The billy of the German mess kit can take 1.5 litres and is marked off in half litre increments.
The lid/pan and the bowl of the kit both have a capacity of about 400 ml, so it is more practical to use one of these to place two measures (about 800 ml) of water in the billy.
This gives an airspace above the boiling water in which vapour may condense.
Obviously, whatever vessel you use must have room for the volume of unheated water you will add.
Add a little more water if you want some to make tea or coffee.
Covering the pot conserves heat and keeps the bugs out. The pan/lid may be used to cover the billy either mouth up or mouth down. This may be used to hold the measure of unheated water and allows this water to be pre-warmed.
The outside of the pan/lid must be relatively clean to prevent condensing water contaminating the pot contents if used in this fashion.
Bring the water in the billy to a rolling boil, then shut off the heat to conserve fuel. Pour off the boiling water you want for coffee or tea.
Pour the unheated (but possibly pre-warmed) water into the remaining boiling water. Pour it from a good distance so the waters mix.
Pour a measure of water into your measuring vessel. This is important since the vessel that held the unboiled water will be contaminated and needs to be decontaminated by holding the hot water within for a couple of minutes.
Alternately, if you have a heat-resistant water bottle: Fill bottle a third full of unheated water.
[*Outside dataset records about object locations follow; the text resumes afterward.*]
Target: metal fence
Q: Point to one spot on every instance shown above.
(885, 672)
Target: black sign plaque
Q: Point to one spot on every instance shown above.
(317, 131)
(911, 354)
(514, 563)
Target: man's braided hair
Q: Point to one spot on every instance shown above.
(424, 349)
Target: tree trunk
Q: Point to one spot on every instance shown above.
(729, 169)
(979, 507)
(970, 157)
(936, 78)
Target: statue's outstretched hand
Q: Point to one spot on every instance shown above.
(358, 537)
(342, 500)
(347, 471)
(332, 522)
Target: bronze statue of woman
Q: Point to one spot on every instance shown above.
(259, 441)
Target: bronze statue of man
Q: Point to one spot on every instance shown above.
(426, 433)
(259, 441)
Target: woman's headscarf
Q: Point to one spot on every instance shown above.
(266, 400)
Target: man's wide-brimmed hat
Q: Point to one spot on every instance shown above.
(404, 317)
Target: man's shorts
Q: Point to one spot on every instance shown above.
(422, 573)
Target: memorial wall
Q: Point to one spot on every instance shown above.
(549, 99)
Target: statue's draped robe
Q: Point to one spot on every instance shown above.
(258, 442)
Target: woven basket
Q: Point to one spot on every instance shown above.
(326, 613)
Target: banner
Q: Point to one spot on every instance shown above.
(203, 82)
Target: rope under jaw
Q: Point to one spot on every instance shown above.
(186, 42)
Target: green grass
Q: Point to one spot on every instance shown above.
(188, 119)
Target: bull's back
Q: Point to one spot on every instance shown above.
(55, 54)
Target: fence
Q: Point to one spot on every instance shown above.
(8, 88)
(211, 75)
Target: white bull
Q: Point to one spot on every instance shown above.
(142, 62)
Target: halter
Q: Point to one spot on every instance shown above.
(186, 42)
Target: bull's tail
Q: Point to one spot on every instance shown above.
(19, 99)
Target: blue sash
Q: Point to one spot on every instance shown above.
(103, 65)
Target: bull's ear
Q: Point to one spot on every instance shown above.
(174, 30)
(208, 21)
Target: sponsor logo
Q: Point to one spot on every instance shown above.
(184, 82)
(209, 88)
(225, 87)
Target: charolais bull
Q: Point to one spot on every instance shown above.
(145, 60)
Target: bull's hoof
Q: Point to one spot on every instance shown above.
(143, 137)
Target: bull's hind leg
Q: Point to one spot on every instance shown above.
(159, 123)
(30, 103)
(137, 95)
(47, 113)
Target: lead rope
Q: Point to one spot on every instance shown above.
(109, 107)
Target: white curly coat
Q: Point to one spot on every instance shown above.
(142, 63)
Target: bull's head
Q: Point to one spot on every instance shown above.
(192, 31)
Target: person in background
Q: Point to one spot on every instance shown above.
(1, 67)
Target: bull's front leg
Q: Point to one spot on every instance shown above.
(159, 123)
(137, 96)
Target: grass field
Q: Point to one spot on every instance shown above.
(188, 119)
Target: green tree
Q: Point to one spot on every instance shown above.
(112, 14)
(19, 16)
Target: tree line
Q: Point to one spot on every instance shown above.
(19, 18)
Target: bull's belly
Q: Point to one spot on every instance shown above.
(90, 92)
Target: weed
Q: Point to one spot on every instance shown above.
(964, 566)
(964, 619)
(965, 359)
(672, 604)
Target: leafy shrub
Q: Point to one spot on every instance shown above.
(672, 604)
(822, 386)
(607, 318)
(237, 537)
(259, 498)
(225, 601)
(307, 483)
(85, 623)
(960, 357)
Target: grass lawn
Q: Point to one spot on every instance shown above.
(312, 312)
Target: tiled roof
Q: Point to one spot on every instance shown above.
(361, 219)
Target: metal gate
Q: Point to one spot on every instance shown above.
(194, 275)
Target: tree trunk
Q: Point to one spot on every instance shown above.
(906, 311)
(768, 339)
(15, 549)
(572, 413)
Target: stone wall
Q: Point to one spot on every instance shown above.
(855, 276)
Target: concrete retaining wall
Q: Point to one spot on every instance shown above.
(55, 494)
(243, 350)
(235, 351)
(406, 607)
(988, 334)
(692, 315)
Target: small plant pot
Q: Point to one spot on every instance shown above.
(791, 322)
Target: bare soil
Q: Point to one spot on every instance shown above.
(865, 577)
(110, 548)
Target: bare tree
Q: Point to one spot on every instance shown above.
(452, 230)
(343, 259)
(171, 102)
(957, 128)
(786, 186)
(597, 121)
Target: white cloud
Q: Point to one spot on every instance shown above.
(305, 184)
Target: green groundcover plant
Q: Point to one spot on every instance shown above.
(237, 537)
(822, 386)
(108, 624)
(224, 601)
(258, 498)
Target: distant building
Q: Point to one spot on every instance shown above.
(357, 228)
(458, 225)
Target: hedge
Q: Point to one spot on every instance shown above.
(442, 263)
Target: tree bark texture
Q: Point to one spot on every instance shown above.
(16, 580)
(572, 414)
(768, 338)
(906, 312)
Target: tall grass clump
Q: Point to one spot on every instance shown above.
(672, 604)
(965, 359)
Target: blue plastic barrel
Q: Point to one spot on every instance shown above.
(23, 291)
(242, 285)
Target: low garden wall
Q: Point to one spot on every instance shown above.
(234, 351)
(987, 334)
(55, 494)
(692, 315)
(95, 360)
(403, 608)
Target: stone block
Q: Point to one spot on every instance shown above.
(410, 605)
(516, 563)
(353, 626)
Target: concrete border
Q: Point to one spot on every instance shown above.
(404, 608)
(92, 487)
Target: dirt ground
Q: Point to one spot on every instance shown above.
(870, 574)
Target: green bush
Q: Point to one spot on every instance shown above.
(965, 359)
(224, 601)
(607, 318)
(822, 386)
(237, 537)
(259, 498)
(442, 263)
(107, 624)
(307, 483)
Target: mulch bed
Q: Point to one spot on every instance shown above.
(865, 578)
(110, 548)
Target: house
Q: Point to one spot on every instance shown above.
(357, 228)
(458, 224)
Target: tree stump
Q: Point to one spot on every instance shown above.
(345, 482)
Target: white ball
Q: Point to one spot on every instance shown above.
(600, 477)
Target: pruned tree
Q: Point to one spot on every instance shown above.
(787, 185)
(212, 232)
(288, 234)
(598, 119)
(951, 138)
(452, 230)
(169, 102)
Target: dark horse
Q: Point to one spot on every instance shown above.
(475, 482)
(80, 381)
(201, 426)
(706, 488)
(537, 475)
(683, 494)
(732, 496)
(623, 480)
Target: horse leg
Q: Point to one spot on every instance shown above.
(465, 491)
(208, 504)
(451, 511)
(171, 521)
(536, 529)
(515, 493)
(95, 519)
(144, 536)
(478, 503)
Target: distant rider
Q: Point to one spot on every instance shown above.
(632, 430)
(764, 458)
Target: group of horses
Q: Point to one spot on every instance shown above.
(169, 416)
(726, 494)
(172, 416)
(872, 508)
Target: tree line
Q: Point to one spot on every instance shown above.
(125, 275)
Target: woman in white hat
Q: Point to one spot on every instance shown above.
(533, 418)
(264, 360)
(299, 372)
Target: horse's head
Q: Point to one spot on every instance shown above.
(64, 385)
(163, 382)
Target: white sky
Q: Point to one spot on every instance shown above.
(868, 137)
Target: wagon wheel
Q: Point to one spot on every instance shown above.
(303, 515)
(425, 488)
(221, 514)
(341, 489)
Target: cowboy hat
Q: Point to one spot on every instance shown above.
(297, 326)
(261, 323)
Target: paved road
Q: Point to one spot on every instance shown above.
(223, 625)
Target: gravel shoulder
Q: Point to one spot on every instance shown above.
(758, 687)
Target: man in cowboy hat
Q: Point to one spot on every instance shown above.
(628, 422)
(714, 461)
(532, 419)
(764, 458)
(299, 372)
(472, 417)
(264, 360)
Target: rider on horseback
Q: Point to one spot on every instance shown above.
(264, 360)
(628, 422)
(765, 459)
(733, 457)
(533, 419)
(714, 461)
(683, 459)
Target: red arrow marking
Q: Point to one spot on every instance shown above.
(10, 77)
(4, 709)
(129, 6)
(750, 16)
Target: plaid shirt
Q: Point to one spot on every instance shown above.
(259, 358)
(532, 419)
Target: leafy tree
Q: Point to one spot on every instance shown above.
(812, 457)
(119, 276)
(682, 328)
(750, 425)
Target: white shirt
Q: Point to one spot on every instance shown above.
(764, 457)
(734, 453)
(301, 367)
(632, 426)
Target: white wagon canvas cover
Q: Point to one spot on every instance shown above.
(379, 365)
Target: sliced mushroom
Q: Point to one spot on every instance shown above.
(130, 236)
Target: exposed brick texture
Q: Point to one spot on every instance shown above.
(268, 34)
Bring double that volume to a boil and pour into the bottle, decontaminating bottle and contents.
A Boil n, Add 1 is simple process if you remember two rules.
* The volume of unheated water must not exceed a third (or quarter or fifth, as appropriate) of the final volume.
* Decontaminate your measuring vessel.
Mixing boiling and unheated water has a long history.
Long before thermometers were available, some brewers used this method to ensure water was the correct temperature.
A variation was to cook malt as a sort of porridge and mix it with a suspension of malt in cold water. Changes in the texture of the porridge indicated it had received sufficient heat.
This has also answered a couple of questions I have idly wondered at.
In previous eras campfires and households often had a kettle of water constantly on the boil. Why did it not boil dry? If it was topped up with only small volumes (less than a third), the water/stew temperature could be kept reasonably high.
In movies, one often sees a bathtub that is evidently filled by buckets, the water heated elsewhere. What was to keep the water in the tub from cooling while the next bucket was warmed?
Bathroom Arsenal
I now suspect the tub was initially filled with water at ambient temperature, and one or two buckets of very hot water added just before bathing began.
I suspect if I search the internet for an infinite time, I may discover some historic almanac that gives the correct ratio of buckets to give a comfortable 35 to 40℃ bath.
That also explains how some traditional Japanese baths are said to have reused the water for multiple occasions. Add very hot water just before bath time.